#### Answer

The initial temperature of the pan was $272^{\circ}C$ which is $522^{\circ}F$

#### Work Step by Step

We can find the mass of the water as:
$m_w = \rho~V$
$m_w = (1000~kg/m^3)(10.0~L)(\frac{1~m^3}{10^3~L})$
$m_w = 10.0~kg$
The heat energy lost by the aluminum will be equal to the heat energy gained by the water.

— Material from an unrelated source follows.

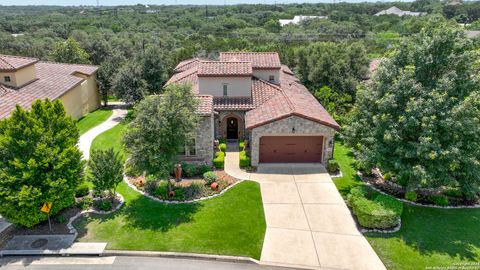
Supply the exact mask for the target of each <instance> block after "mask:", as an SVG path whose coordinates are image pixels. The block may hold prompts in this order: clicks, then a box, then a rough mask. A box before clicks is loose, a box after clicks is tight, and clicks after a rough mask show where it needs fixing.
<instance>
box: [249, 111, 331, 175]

We can find the initial temperature of the pan:
$m_a~c_a~\Delta T_a = m_w~c_w~\Delta T_w$
$m_a~c_a~(T - 24.0^{\circ}C) = m_w~c_w~\Delta T_w$
$m_a~c_a~T = m_w~c_w~\Delta T_w+m_a~c_a~(24.0^{\circ}C)$
$T = \frac{m_w~c_w~\Delta T_w+m_a~c_a~(24.0^{\circ}C)}{m_a~c_a}$
$T = \frac{(10.0~kg)(4186~J/kg~C^{\circ})(4.0~C^{\circ})+(0.750~kg)(900~J/kg~C^{\circ})(24.0^{\circ}C)}{(0.750~kg)(900~J/kg~C^{\circ})}$
$T = 272~^{\circ}C$
We can convert this temperature to Fahrenheit.
$F = \frac{9}{5}C+32$
$F = \frac{9}{5}(272)+32$
$F = 522$
The initial temperature of the pan was $272^{\circ}C$ which is $522^{\circ}F$.